Figure 7 shows the Jensen distribution for the selected features for all test sets. We found that the Jensen divergence is slightly greater for the fine-tuning approach (although the values are close to those of the base super-resolution model for most features). These results seem to indicate that even with the artifacts being generated, the images have the same overall distribution as that of the ground truth. Meanwhile, Table 4 shows the percentages of values for which the Kolmogorov test revealed that the morphological ground truth distributions of the pores were equal to those obtained for the super-resolution samples. These results support the previous results in showing that the pore distributions seem to remain close to the real ones.

Figure 7

Jensen divergences for all pore morphological features (volume (a), surface area (b), shape (c), elongation (d) and flatness (e)) for all test sets.

Table 4 Percentage of the samples (average and standard deviation across folds) that the Kolmogorov–Smirnov test was not able to reject the null hypothesis for each morphological feature considered.

Comparison with other techniques

When comparing our methodologies with other techniques, we examined three distinct approaches: our baseline prediction model, the combed super-resolution and prediction model, and our fine-tuned model. Notably, the super-resolution step is tailored specifically to our problem domain, rendering direct comparisons with other methods—those without a super-resolution process—less straightforward. Additionally, the use of varied datasets across these studies necessitates a nuanced interpretation of the comparisons. These tests should be considered indicative benchmarks rather than definitive evaluations. Table 5 presents the \(R^2 \) values for various studies employing 3D CNNs for permeability prediction, adapted from²⁴.

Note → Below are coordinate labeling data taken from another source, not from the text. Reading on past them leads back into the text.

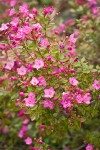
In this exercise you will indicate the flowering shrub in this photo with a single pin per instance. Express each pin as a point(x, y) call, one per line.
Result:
point(45, 78)
point(87, 23)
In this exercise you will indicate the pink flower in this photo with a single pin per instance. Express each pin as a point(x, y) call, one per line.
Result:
point(13, 3)
point(38, 63)
point(28, 141)
point(79, 99)
point(48, 10)
point(87, 98)
point(15, 21)
point(12, 12)
point(66, 100)
point(73, 81)
point(48, 103)
point(49, 93)
point(42, 81)
point(37, 27)
point(34, 81)
point(23, 10)
point(44, 43)
point(22, 70)
point(89, 147)
point(96, 85)
point(27, 30)
point(20, 134)
point(72, 39)
point(35, 11)
point(9, 65)
point(3, 27)
point(30, 101)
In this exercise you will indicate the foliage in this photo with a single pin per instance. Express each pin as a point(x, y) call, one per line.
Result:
point(50, 94)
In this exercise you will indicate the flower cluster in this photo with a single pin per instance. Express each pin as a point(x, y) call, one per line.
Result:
point(52, 84)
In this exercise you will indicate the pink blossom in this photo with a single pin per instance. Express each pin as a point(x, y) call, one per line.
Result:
point(34, 81)
point(44, 43)
point(42, 81)
point(9, 65)
point(48, 103)
point(30, 101)
point(87, 98)
point(20, 134)
point(73, 81)
point(72, 39)
point(66, 100)
point(27, 30)
point(15, 21)
point(28, 141)
point(48, 10)
point(79, 99)
point(37, 27)
point(22, 70)
point(25, 121)
point(35, 11)
point(22, 94)
point(89, 147)
point(12, 12)
point(49, 93)
point(38, 63)
point(13, 3)
point(96, 85)
point(22, 131)
point(23, 10)
point(3, 27)
point(66, 103)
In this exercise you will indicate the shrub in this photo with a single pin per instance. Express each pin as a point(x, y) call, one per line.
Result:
point(44, 77)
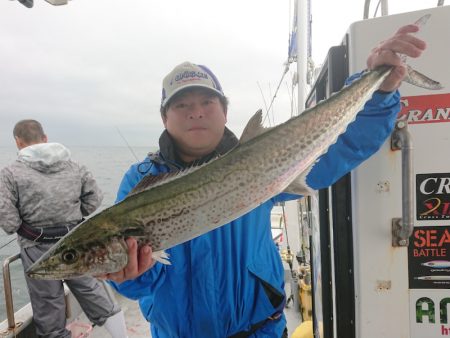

Table 5 Models for permeability prediction the literature.

In particular, the study by²⁷ is worth noting, as it explores multiple strategies on the DeePore dataset, including 3D CNNs, physics-informed CNNs, and transformer-based CNNs. The comparison presented focuses on their transformer-based model. Our baseline models demonstrate competitive \(R^2 \) values against those in the literature, while our optimized method attains the highest \(R^2 \) using a less complex network (CNN versus transformer-based). It is important to highlight that despite Meng et al.’s²⁷ use of the DeePore dataset, our method incorporates a larger data volume, which adds a layer of complexity to the comparison.

Conclusions

Correctly estimating petrophysical properties is important not only for reservoir characterization aiming to exploit oil fields but also for identifying green solutions such as carbon sequestration. Many numerical simulations for the estimation of petrophysical properties require high-resolution images, which are not always available. In this paper, we address two different problems, super-resolution and permeability estimation, and combine the solutions using a fine-tuning correction scheme to obtain precise permeability estimates. Our solution improves upon the baseline solution at a low cost.

In future work, we can better characterize the artifacts that are being introduced by our solution. From our understanding, the artifacts being generated arise from the fact that our solution does not impose any physical constraints but rather only concerns the overall efficiencies. Adding physical constraints to the model, in the sense of a physics-informed neural network (PINN), could remove these artifacts while also improving the quality (and veracity) of the generated samples (both in the baseline super-resolution method and the fine-tuned version).

Other line of future work is to address the upscaling problem at the whole-core scale by employing techniques that naturally accommodate multiple scales, such as neural operators. Another possible direction is to tackle the field scale. In this case, the upscaling process would incorporate additional information, such as well logs and seismic data, in addition to data from whole-core and plug tomographic images. Our present work represents only a small part of this comprehensive process.